Jean de Cléophas, nom d'un des deux disciples qui virent Jésus après sa mort sur le chemin d'Emmaus (NDT).
Livia laissa transparaître une lueur de satisfaction profonde dans ses yeux et s'exclama:
Ah ! Oui... il faut que nous allions aujourd'hui aux catacombes. J'ai besoin de communier avec nos frères de croyance dans une même vibration de foi ! En outre, je dois remercier la miséricorde du Seigneur de ses immenses grâces...
Et élevant un peu la voix, comme si elle désirait communiquer à son amie toute la joie de ses espoirs les plus profonds, elle dit avec un tendre sourire qui illuminait son visage calme:
Anne, depuis le décès de Calpurnia, je remarque que Publius est plus serein et plus ouvert... Ces derniers jours, il m'a adressé la parole avec la tendresse du passé et m'a affirmé, hier encore, que son cœur me réservait une douce surprise pour demain après la remise de récompense des sénateurs. Je sens qu'il est trop tard pour être encore heureuse en ce monde, mais au fond, je suis satisfaite, parce que je n'ai jamais désiré mourir en désaccord avec le compagnon que Dieu m'a accordé pour les luttes et les joies de la vie. Je crois que jamais il ne me pardonnera le crime d'infidélité qu'il croit que j'ai pratiqué
Il y a vingt-cinq ans de cela, mais je pleure de joie en constatant qu'à la sévérité de ses yeux, Publius me croit rédimée !...

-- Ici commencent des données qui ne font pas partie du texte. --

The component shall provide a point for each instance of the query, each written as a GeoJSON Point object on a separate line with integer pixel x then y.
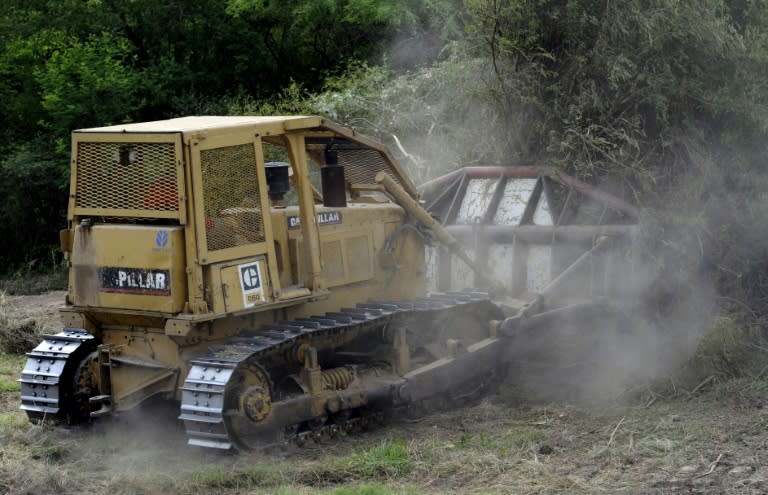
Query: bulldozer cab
{"type": "Point", "coordinates": [198, 215]}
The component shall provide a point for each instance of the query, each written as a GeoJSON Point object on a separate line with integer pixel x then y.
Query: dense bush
{"type": "Point", "coordinates": [660, 101]}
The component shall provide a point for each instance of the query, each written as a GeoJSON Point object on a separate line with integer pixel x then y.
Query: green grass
{"type": "Point", "coordinates": [388, 459]}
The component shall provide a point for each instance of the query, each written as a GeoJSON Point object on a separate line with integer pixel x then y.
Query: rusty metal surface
{"type": "Point", "coordinates": [525, 225]}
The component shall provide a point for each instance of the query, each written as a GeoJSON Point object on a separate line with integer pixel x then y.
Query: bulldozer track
{"type": "Point", "coordinates": [203, 408]}
{"type": "Point", "coordinates": [42, 392]}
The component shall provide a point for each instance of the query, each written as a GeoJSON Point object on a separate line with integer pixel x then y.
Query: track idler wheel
{"type": "Point", "coordinates": [247, 404]}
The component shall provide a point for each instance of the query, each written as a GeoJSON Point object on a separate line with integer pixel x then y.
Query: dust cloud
{"type": "Point", "coordinates": [647, 325]}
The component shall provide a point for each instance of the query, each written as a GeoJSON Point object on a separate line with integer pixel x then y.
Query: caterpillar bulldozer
{"type": "Point", "coordinates": [269, 275]}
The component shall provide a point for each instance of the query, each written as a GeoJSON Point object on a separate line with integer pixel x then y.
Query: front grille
{"type": "Point", "coordinates": [126, 176]}
{"type": "Point", "coordinates": [231, 197]}
{"type": "Point", "coordinates": [362, 164]}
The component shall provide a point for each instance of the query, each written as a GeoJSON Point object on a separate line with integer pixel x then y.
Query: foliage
{"type": "Point", "coordinates": [661, 102]}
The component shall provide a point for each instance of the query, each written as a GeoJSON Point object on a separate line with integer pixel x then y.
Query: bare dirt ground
{"type": "Point", "coordinates": [712, 441]}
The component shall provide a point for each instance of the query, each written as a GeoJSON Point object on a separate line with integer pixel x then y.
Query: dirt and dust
{"type": "Point", "coordinates": [655, 440]}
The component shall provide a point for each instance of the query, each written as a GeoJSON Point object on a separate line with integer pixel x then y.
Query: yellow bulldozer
{"type": "Point", "coordinates": [269, 275]}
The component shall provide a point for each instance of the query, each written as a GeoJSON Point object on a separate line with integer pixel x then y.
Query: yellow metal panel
{"type": "Point", "coordinates": [134, 267]}
{"type": "Point", "coordinates": [245, 285]}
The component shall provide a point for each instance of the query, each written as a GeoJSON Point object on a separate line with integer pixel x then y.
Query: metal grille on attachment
{"type": "Point", "coordinates": [231, 196]}
{"type": "Point", "coordinates": [127, 176]}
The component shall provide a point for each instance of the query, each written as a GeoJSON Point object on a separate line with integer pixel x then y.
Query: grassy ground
{"type": "Point", "coordinates": [663, 438]}
{"type": "Point", "coordinates": [714, 441]}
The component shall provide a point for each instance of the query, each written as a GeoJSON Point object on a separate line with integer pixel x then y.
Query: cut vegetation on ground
{"type": "Point", "coordinates": [661, 439]}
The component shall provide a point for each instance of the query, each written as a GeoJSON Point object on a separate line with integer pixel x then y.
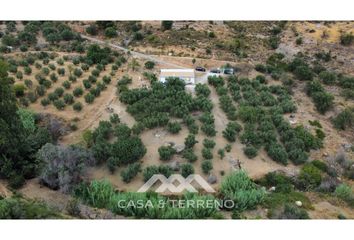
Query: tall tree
{"type": "Point", "coordinates": [12, 132]}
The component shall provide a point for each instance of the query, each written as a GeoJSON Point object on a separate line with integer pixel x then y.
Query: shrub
{"type": "Point", "coordinates": [130, 172]}
{"type": "Point", "coordinates": [122, 131]}
{"type": "Point", "coordinates": [344, 192]}
{"type": "Point", "coordinates": [190, 141]}
{"type": "Point", "coordinates": [209, 143]}
{"type": "Point", "coordinates": [92, 29]}
{"type": "Point", "coordinates": [174, 127]}
{"type": "Point", "coordinates": [207, 166]}
{"type": "Point", "coordinates": [189, 155]}
{"type": "Point", "coordinates": [77, 72]}
{"type": "Point", "coordinates": [250, 151]}
{"type": "Point", "coordinates": [232, 128]}
{"type": "Point", "coordinates": [19, 75]}
{"type": "Point", "coordinates": [63, 166]}
{"type": "Point", "coordinates": [149, 65]}
{"type": "Point", "coordinates": [53, 77]}
{"type": "Point", "coordinates": [152, 170]}
{"type": "Point", "coordinates": [328, 78]}
{"type": "Point", "coordinates": [45, 102]}
{"type": "Point", "coordinates": [27, 70]}
{"type": "Point", "coordinates": [59, 91]}
{"type": "Point", "coordinates": [61, 71]}
{"type": "Point", "coordinates": [106, 79]}
{"type": "Point", "coordinates": [293, 212]}
{"type": "Point", "coordinates": [19, 89]}
{"type": "Point", "coordinates": [166, 25]}
{"type": "Point", "coordinates": [344, 119]}
{"type": "Point", "coordinates": [303, 73]}
{"type": "Point", "coordinates": [310, 177]}
{"type": "Point", "coordinates": [221, 153]}
{"type": "Point", "coordinates": [128, 150]}
{"type": "Point", "coordinates": [110, 32]}
{"type": "Point", "coordinates": [298, 41]}
{"type": "Point", "coordinates": [166, 152]}
{"type": "Point", "coordinates": [207, 154]}
{"type": "Point", "coordinates": [77, 106]}
{"type": "Point", "coordinates": [53, 96]}
{"type": "Point", "coordinates": [114, 118]}
{"type": "Point", "coordinates": [187, 169]}
{"type": "Point", "coordinates": [89, 98]}
{"type": "Point", "coordinates": [202, 90]}
{"type": "Point", "coordinates": [347, 39]}
{"type": "Point", "coordinates": [59, 104]}
{"type": "Point", "coordinates": [78, 92]}
{"type": "Point", "coordinates": [66, 84]}
{"type": "Point", "coordinates": [240, 188]}
{"type": "Point", "coordinates": [68, 98]}
{"type": "Point", "coordinates": [277, 152]}
{"type": "Point", "coordinates": [323, 101]}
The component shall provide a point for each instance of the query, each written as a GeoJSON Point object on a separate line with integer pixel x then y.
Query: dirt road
{"type": "Point", "coordinates": [133, 53]}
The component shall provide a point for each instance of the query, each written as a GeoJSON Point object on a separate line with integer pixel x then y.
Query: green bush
{"type": "Point", "coordinates": [310, 177]}
{"type": "Point", "coordinates": [59, 104]}
{"type": "Point", "coordinates": [277, 152]}
{"type": "Point", "coordinates": [149, 65]}
{"type": "Point", "coordinates": [207, 166]}
{"type": "Point", "coordinates": [68, 98]}
{"type": "Point", "coordinates": [53, 96]}
{"type": "Point", "coordinates": [209, 143]}
{"type": "Point", "coordinates": [66, 84]}
{"type": "Point", "coordinates": [77, 106]}
{"type": "Point", "coordinates": [250, 151]}
{"type": "Point", "coordinates": [78, 91]}
{"type": "Point", "coordinates": [189, 155]}
{"type": "Point", "coordinates": [347, 39]}
{"type": "Point", "coordinates": [242, 190]}
{"type": "Point", "coordinates": [344, 119]}
{"type": "Point", "coordinates": [166, 25]}
{"type": "Point", "coordinates": [190, 141]}
{"type": "Point", "coordinates": [114, 118]}
{"type": "Point", "coordinates": [59, 91]}
{"type": "Point", "coordinates": [128, 150]}
{"type": "Point", "coordinates": [19, 89]}
{"type": "Point", "coordinates": [174, 127]}
{"type": "Point", "coordinates": [187, 169]}
{"type": "Point", "coordinates": [110, 32]}
{"type": "Point", "coordinates": [89, 98]}
{"type": "Point", "coordinates": [303, 73]}
{"type": "Point", "coordinates": [202, 90]}
{"type": "Point", "coordinates": [152, 170]}
{"type": "Point", "coordinates": [130, 172]}
{"type": "Point", "coordinates": [45, 102]}
{"type": "Point", "coordinates": [323, 101]}
{"type": "Point", "coordinates": [18, 208]}
{"type": "Point", "coordinates": [293, 212]}
{"type": "Point", "coordinates": [221, 153]}
{"type": "Point", "coordinates": [166, 152]}
{"type": "Point", "coordinates": [328, 78]}
{"type": "Point", "coordinates": [207, 154]}
{"type": "Point", "coordinates": [232, 128]}
{"type": "Point", "coordinates": [345, 193]}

Et elle pleurait, émue, tandis que sa vieille servante lui affirmait avec tendresse :
Oui, Madame, peut-être a-t-il reconnu votre abnégation sanctifiée dans votre foyer pendant ces longues années de sacrifices bénis.
Je remercie Jésus d'une telle miséricorde - répondit Livia, émue. - Je crois même que je ne suis pas loin de partir pour le monde des réalités célestes où tous les affligés doivent être consolés...
Et après une courte pause, elle poursuivit :
Hier encore, alors que je priais auprès de l'humble croix dans ma chambre, j'ai entendu une voix qui m'annonçait le Royaume de Jésus pour très bientôt.
En l'entendant, Anne se souvint subitement de Siméon et des heures qui précédèrent ses sacrifices, et se sentit plongée dans de pénibles pensées. Ses souvenirs remontaient à un passé lointain quand la voix de Livia la ramena à la réalité :
Anne - dit-elle avec les héroïques décisions de sa foi -, je ne sais pas comment je serai appelée par le Messie, mais dans l'hypothèse de mon proche départ, je te demande de rester dans cette maison et de continuer ton apostolat de travail et de sacrifices, car Jésus bénira tes labeurs sanctifiants.
La vieille servante des Lentulus voulut changer le cours de cette conversation poignante et s'exclama avec la sérénité judicieuse qui la caractérisait :
Madame, Dieu seul sait laquelle de nous deux partira la première. Oublions, à présent, ce sujet pour ne penser qu'à vos joies sanctifiées.
Et, comme pour chasser l'angoissante impression de cet entretien privé, elle conclut en demandant discrètement :
Alors, irons-nous bien aujourd'hui aux catacombes ?
Oui, c'est entendu. À la tombée de la nuit, nous partirons pour prier et nous rappeler le doux souvenir du Messie nazaréen. J'ai besoin de cet apaisement spirituel, après ces longs mois passés auprès de ma noble Calpurnia ; en outre, je veux demander à nos frères de prier avec moi pour elle et témoigner en même temps au Seigneur ma sincère reconnaissance pour ses grâces divines...
Avant de partir, je te demande de me rappeler que je dois amener au nouvel apôtre une sportule (11) destinée à l'église d'Antioche.
(11) Antiquité romaine : don versé (NDT)
Demain, Publius va recevoir la suprême récompense d'un homme du monde, je veux supplier Jésus de ne pas abandonner son cœur intrépide et généreux pour que les vanités de la terre ne l'empêchent pas un jour d'aspirer au royaume merveilleux du ciel !
Ainsi convenu, elles se séparèrent pour s'occuper des tâches domestiques. Et tandis que le sénateur prenait de nombreuses mesures pour que rien ne manque à l'éclat personnel de son grand triomphe le lendemain, Livia passait ses heures, l'âme tournée vers le Christ plongée dans de ferventes prières.